[Sheet music]: Ching A Ring Chaw

  • Softcover
  • Baltimore: Geo. Willig, Jr., 1833
By
Baltimore: Geo. Willig, Jr., 1833. Softcover. Very Good. Unknown edition. Folio. Single bifolium making four pages. Notched and worn along the fold from once being bound within an album, foxing throughout, some light internal offsetting, and some edgewear including a small tear towards the bottom of the fold on the front cover, still a very good and complete copy. For voice and piano, written in dialect with a total of 11 verses. Also published under the title, "Sambo's Address to his Bred'ren," published by Thomas Birch (1833).

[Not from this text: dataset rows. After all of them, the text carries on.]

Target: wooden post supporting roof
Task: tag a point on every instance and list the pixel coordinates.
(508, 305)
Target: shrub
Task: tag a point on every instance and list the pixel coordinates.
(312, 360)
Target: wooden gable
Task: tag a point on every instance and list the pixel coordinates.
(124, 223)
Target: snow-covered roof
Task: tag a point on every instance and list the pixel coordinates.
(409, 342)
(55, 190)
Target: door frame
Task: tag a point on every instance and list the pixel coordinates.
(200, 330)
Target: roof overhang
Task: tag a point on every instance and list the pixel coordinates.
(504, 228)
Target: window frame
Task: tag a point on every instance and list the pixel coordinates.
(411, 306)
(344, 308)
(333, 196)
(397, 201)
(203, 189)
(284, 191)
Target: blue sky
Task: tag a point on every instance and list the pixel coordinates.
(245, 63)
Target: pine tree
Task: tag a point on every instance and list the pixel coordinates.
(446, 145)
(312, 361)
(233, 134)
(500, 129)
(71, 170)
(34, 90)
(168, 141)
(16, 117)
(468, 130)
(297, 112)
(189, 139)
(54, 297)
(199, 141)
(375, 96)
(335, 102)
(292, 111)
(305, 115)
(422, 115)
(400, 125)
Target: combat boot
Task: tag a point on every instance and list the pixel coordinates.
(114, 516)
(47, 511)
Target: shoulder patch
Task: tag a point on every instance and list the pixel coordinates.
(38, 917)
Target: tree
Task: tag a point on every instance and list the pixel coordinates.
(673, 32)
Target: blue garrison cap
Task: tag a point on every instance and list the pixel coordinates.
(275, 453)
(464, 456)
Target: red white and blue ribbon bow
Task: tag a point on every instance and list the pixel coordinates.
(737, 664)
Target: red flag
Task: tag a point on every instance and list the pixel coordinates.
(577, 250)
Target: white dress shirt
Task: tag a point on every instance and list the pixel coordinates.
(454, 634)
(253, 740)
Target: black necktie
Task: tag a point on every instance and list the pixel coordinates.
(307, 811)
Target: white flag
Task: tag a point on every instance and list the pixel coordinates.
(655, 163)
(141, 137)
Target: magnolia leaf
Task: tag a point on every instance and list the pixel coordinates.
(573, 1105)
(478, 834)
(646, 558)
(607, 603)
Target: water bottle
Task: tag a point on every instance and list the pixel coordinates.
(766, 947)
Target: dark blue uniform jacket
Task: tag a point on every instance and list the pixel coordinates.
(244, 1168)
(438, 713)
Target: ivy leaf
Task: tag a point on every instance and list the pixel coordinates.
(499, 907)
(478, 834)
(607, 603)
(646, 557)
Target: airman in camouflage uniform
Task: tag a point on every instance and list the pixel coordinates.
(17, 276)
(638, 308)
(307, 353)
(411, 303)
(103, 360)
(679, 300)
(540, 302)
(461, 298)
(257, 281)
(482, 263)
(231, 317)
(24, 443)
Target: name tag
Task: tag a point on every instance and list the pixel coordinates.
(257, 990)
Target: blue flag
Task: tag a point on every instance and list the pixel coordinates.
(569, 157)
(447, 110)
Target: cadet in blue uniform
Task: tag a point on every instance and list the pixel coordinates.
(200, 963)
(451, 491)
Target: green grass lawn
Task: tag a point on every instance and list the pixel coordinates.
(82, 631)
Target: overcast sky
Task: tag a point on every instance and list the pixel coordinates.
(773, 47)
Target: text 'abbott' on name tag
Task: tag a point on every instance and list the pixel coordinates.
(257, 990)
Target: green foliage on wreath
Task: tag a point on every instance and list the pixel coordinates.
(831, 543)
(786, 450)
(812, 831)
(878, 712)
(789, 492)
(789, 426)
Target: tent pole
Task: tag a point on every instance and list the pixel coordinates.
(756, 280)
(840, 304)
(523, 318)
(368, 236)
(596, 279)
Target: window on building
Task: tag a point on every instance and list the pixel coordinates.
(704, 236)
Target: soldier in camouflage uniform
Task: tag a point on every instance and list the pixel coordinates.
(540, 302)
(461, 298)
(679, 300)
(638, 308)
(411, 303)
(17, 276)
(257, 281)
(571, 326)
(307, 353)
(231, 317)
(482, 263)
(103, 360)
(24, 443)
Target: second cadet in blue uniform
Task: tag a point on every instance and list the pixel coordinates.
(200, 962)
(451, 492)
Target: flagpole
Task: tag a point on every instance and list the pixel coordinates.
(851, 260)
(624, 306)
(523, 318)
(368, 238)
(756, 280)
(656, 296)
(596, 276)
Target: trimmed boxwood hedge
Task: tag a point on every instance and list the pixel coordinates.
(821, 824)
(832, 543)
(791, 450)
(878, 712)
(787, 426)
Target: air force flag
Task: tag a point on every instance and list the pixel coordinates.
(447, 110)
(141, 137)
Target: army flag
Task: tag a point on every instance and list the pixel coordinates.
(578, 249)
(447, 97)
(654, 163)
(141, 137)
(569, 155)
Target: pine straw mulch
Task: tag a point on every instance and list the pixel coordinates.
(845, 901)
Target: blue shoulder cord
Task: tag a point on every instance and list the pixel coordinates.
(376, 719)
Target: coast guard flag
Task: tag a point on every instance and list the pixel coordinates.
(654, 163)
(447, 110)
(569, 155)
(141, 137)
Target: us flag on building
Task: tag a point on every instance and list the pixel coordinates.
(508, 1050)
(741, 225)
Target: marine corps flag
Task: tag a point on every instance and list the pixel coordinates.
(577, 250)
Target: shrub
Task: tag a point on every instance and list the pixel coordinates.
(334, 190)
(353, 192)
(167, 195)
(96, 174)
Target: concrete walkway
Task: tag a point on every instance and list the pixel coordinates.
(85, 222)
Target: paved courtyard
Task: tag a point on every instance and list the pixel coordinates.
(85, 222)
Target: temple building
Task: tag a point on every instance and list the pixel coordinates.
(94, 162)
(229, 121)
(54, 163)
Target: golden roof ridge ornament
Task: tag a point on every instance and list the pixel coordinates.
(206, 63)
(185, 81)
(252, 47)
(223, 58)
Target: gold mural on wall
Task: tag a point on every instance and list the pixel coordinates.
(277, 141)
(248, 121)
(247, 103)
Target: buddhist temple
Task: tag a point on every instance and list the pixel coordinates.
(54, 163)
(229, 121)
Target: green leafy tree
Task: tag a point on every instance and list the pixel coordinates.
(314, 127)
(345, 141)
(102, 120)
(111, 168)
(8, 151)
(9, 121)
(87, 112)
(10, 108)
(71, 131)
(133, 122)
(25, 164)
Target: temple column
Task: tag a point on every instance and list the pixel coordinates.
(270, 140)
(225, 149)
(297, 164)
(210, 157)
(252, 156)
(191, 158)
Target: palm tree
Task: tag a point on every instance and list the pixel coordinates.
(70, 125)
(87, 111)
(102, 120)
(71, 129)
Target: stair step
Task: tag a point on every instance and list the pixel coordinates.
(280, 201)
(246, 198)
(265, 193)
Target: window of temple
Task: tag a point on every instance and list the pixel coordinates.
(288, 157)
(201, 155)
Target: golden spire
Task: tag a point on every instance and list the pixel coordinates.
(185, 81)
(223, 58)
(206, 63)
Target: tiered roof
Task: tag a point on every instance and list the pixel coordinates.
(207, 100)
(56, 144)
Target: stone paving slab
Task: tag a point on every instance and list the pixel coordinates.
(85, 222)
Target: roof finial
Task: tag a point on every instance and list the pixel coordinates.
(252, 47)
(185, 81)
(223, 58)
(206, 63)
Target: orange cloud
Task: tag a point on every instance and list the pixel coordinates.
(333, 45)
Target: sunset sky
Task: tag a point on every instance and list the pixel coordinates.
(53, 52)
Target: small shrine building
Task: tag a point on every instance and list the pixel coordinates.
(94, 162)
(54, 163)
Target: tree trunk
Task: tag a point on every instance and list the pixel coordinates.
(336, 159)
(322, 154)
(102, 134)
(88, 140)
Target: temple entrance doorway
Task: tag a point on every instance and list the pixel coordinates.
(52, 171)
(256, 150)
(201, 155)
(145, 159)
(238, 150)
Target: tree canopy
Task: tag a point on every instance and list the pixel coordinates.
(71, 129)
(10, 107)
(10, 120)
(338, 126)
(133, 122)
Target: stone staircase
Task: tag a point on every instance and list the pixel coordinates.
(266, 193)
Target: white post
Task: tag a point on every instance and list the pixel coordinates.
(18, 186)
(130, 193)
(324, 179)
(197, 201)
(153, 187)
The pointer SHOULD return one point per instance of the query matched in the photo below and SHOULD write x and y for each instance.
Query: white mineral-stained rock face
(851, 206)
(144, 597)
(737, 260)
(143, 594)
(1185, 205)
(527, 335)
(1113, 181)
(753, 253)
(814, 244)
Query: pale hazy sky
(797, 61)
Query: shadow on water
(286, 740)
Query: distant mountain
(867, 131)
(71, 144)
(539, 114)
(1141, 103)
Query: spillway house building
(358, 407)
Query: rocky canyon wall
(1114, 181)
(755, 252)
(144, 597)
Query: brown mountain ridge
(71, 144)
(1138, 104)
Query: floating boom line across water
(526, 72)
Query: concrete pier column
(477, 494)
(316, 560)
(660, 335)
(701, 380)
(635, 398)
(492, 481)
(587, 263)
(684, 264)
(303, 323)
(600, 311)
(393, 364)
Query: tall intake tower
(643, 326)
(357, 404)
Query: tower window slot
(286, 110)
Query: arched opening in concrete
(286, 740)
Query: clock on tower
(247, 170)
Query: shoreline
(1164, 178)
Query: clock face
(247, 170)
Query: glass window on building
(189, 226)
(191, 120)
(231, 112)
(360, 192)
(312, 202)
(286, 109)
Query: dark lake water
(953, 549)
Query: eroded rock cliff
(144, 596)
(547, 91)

This is not the cleaned-up Aaron Copland version from his 1952 song set *Old American Songs*, this is the original minstrel song, estimated by the Library of Congress to have been published around 1833. The lyrics, written in full phonetic dialect, revolve around the yearning for a better life. Though the overall sentiment of the lyrics might have rang true to many African-Americans, the dialect, combined with the word choice and the overall framing of the piece, resulted in a song that is offensive and demeaning. Copland, in rewriting the piece, chose to keep the sentiment, the yearning for a better life, but set out to purge the lyrics of their minstrel origins, saying of his version, “I did not want to take any chance of it being construed as racist.” Just as notable as the lyrical content, are the six illustrations displayed on the front cover showing African-Americans as laborers busy at their tasks but also attending a dance and strolling about town while dressed to the nines.

*OCLC* locates five holdings. An uncommon and striking piece of American music history.